Water Infrastructure Planning: GIS supports long-term planning and decision-making by helping utilities assess infrastructure needs, prioritize capital investments, and optimize resource allocation. Spatial analysis tools can evaluate factors such as population growth, land use changes, infrastructure aging, and environmental constraints to develop strategies for sustainable water resource management. GIS is also utilised in Water Risk Assessment and Vulnerability Mapping. It enables utilities to identify and assess risks to water supply infrastructure from natural hazards, climate change impacts, cybersecurity threats, and other vulnerabilities.
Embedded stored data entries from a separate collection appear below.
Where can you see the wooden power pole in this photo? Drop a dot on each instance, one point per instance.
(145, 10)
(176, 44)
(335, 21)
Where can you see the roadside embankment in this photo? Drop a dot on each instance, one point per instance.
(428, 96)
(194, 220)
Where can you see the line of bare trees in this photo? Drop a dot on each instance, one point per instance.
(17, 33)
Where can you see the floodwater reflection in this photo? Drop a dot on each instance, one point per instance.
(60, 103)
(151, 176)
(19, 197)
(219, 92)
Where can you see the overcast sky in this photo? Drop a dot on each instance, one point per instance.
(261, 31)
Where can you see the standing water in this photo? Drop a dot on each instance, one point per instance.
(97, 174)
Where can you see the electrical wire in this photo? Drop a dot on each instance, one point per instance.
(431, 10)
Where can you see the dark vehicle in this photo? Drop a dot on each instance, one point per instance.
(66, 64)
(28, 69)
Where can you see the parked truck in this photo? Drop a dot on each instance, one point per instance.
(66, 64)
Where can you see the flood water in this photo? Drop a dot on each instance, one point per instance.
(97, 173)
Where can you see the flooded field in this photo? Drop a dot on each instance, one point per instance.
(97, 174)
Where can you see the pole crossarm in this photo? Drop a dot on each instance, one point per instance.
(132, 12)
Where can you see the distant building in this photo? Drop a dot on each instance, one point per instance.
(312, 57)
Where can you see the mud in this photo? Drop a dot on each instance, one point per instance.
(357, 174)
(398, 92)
By mapping critical assets, hazard zones, and exposure pathways, utilities can develop mitigation strategies and resilience plans to safeguard water supply reliability and security.
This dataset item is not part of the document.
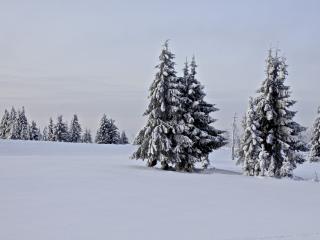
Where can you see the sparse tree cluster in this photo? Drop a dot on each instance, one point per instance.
(179, 132)
(15, 125)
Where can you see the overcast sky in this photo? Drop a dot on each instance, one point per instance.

During the Month of February 2024, Orbital Africa was contacted and contracted by Shah Technical Consultants Pvt. Ltd. to offer a one (1) week GIS training services to technical staff from Addis Ababa Water and Sanitation Authority (AAWSA). The training on GIS applications for water utility involved equipping the professionals with the necessary skills to utilize GIS technology effectively in managing the water resources, infrastructure, and operations. The following program was adopted:

Day 1

  • Morning: Introductions to GIS; Definition of terminologies; Objectives and components of GIS; The hardware, software, data, people & protocols; GIS Applications in water utility; QGIS vs. ArcGIS.
  • Afternoon: The nature of GIS Data – Tabular, Raster (Images) and Vector data (points, lines and polygons); Data Management; Creating shapefiles – Point, Polyline and Polygon; GIS data topologies (Map & Database topologies).

Day 2

  • Morning: Coordinate or Spatial Reference Systems; Geographic coordinate systems; Projected coordinate systems; UTM: Georeferencing raster data; Digitizing in GIS; Querying of GIS attribute table; spatial queries; Static maps vs. Dynamic and online maps.
  • Afternoon: GIS Analysis Workflows – Buffer, intersect, Count Points in Polygon, Union, Extract, Lines segment count, and Clip operations; Creating GIS analysis maps.

Day 3

  • QGIS TrainingMorning: Cartography: Map design and Production for water utility networks; Viewing maps; zooming and panning; fixed and zoomable map scale; Advanced GIS Water Network analysis operations; Service Area analysis.
  • Afternoon: Introduction to the QGIS Model Builder (MB) for automating geo-processes in GIS; Model Builder tools; Create-Save-Test-Run (CSTR) model operations; Debugging the GIS model.

Day 4

  • Morning: GIS water distribution systems modeling; water flow analysis; Spatial Multi-criteria Evaluation (SMCE); Flow accumulation; Downloading a DEM using SRTM QGIS plugin; Creating Slope, Hillshade, Aspect; Elevation profiles.
  • Afternoon: Waste water network spatial interpolation calculations, water network elements, water distribution modelling, watershed delineation and water catchment analysis.

Day 5

  • Morning: Creating a Surface from point data; use of contours, Digital Elevation/Terrain Models (DEMs and DTMs) to analyze wastewater flow, direction and distance using Raster calculations.
  • Afternoon: Summary/Recap of the training; Training evaluation and feedback; and Q&A; Winding up the training; Issuance of the training certificates.